Just before the draft, Thunderbirds general manager Bil La Forge swung a deal with the Saskatoon Blades who held Lambert’s rights in the Western Hockey League. He was gambling that the Jets would eventually send him to junior for more opportunities to play and further develop his skills.

The hope was that Lambert would be sent to Seattle during training camp, but Lambert played well at rookie tournaments in the summer and had a strong fall training camp. He signed his entry-level contract and was given a shot in the American Hockey League with the Manitoba Moose.

With Manitoba, he appeared in 14 games, scored twice with an assist, and once again struggled for consistent playing time with and against older professionals.

Winnipeg then loaned Lambert to Finland for this winter’s World Junior Championship. It wasn’t the best outing for Finland and was ‘disappointing’ according to Lambert with Finland failing to medal. It was at that time that the Jets decided rather than have Lambert ride the pine in the AHL, they would send him somewhere where he would get playing time.

Lambert heads to Seattle

That somewhere was Seattle and the Thunderbirds.

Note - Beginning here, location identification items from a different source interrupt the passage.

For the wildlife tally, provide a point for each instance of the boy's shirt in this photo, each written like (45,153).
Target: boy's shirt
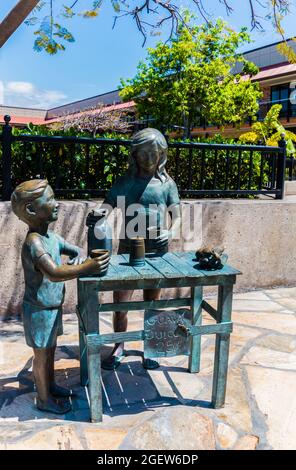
(39,290)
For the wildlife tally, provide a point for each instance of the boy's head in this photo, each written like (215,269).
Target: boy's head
(33,202)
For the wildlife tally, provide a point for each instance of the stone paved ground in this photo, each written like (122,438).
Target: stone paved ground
(147,410)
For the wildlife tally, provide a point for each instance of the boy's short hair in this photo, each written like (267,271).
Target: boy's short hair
(24,194)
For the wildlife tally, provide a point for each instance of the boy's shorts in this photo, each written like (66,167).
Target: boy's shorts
(42,326)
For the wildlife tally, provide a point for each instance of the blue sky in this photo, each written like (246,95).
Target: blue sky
(98,59)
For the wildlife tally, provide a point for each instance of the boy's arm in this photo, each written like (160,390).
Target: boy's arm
(56,273)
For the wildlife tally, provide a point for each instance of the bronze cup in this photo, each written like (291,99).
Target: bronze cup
(97,253)
(137,251)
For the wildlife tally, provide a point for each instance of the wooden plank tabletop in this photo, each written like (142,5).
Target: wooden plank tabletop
(171,266)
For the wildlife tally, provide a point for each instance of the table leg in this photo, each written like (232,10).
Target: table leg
(222,347)
(82,356)
(196,303)
(94,384)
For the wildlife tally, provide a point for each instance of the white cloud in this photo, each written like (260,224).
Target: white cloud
(26,94)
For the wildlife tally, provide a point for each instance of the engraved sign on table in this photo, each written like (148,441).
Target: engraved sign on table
(162,336)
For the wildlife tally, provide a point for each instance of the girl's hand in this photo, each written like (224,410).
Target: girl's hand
(97,265)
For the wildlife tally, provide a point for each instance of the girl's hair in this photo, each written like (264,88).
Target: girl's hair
(145,137)
(25,193)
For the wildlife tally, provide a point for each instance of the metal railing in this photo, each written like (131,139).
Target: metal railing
(87,167)
(287,112)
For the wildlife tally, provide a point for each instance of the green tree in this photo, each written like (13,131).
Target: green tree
(189,78)
(270,131)
(50,17)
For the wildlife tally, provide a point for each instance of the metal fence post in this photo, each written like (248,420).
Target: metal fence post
(6,159)
(281,168)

“At the time I was looking forward to going back to Manitoba and so I was a little disappointed,” Lambert said. “Now that I’ve got here, I’ve got to know the guys and it’s a great group of guys, and happy to be here. I think it’s an opportunity for me to show what I can do here. Obviously having never played Canadian junior it’s a new experience for me and a good opportunity to show what I can do.

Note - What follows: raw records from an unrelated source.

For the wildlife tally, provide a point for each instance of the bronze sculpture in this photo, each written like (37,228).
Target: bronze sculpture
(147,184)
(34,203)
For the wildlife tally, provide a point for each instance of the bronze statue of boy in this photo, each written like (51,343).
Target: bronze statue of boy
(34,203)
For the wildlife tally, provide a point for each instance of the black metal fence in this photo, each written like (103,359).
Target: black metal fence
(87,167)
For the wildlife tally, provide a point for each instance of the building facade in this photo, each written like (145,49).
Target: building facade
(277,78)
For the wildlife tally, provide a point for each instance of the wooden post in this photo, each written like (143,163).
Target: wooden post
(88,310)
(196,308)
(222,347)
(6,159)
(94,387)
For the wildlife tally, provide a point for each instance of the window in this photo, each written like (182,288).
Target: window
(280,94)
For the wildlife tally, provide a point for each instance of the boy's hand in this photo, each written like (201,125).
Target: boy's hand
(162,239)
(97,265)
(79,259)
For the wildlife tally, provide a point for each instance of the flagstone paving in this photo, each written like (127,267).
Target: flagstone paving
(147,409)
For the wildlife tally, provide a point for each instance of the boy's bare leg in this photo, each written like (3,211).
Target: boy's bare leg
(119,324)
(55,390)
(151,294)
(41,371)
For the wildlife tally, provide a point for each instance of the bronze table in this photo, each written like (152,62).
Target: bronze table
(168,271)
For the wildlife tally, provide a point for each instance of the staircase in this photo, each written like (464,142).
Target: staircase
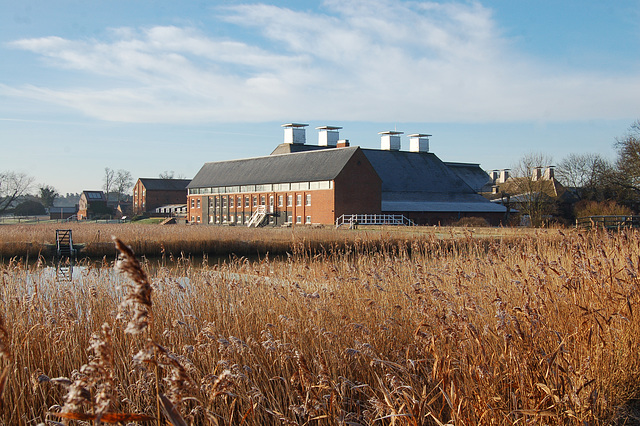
(258,216)
(64,244)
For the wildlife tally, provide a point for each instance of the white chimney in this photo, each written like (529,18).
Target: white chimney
(549,173)
(504,175)
(328,135)
(294,133)
(390,141)
(419,142)
(537,174)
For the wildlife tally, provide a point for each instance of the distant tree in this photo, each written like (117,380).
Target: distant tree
(29,208)
(586,174)
(123,183)
(108,181)
(12,186)
(532,196)
(48,195)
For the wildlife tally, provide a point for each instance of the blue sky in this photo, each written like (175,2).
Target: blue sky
(149,86)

“It’s still good hockey and there’s some really, really skilled guys in this league and on our team. It’s been good, and it’s a good opportunity for me to work on my own skills and at the same time, our team goal is to win, win as many games as we can and obviously win the big one at the end. That’s what we’re aiming for.”

So far, it’s been a win-win for both parties.

The overtime winner against Everett was Lambert’s second of the night to go with an assist. In his first six games with Seattle, he has four goals and three assists and is getting the ice time he couldn’t get in Finland or the AHL.

“Just does everything at a high pace even when he’s on the power play running in his end zone,” O’Dette said. “Everything is done quickly. It’s done with pace and you can never have enough guys like that that can push the pace and put the defense on their heels.”

Lambert’s confidence is high

When he was sent back it was assumed by many that it would be a chance for him to regain the confidence lost by playing in a defense-first league in Finland.

Was his confidence shaken?

“My confidence has never been better, anywhere,” Lamberts said with a chuckle. “It’s all about the opportunity, whenever I’ve got the opportunity to play with top-six guys, play power-play minutes, I think I’ve produced, and I know I can at the American League level as well. You have to be put out there, you have to be put in a position to succeed. It looks like you’re confident because you’re doing things because you’re getting out there all the time.”

Lambert joins a stacked team that has five NHL first-rounders on it, with the addition of Arizona’s Dylan Guenther earlier in the week.

During Friday’s overtime win, Korchinski, who was Chicago’s seventh overall pick during the 2022 NHL Draft had three assists, to go with a goal. He had the primary assist on both of Lambert’s goals. Could that chemistry be due to them once being teammates in Saskatoon where Lambert spent a couple of years as a youth?

“We were kids,” Lambert said with a grin. “In peewee, we played for the Kodiaks which is actually funny. We were talking about it, they wore the same colors as Seattle, and he was number 14 and I was number 11. We won the city-wide championship and now we’re going for another one so it’s pretty cool. I never thought after that I’d run into a spot on the same team as him in hockey again.”

Lambert, Korchinski, and the rest of the loaded Thunderbirds will next be in action Friday night against the Red Deer Rebels and former coach Steve Konowalchuk.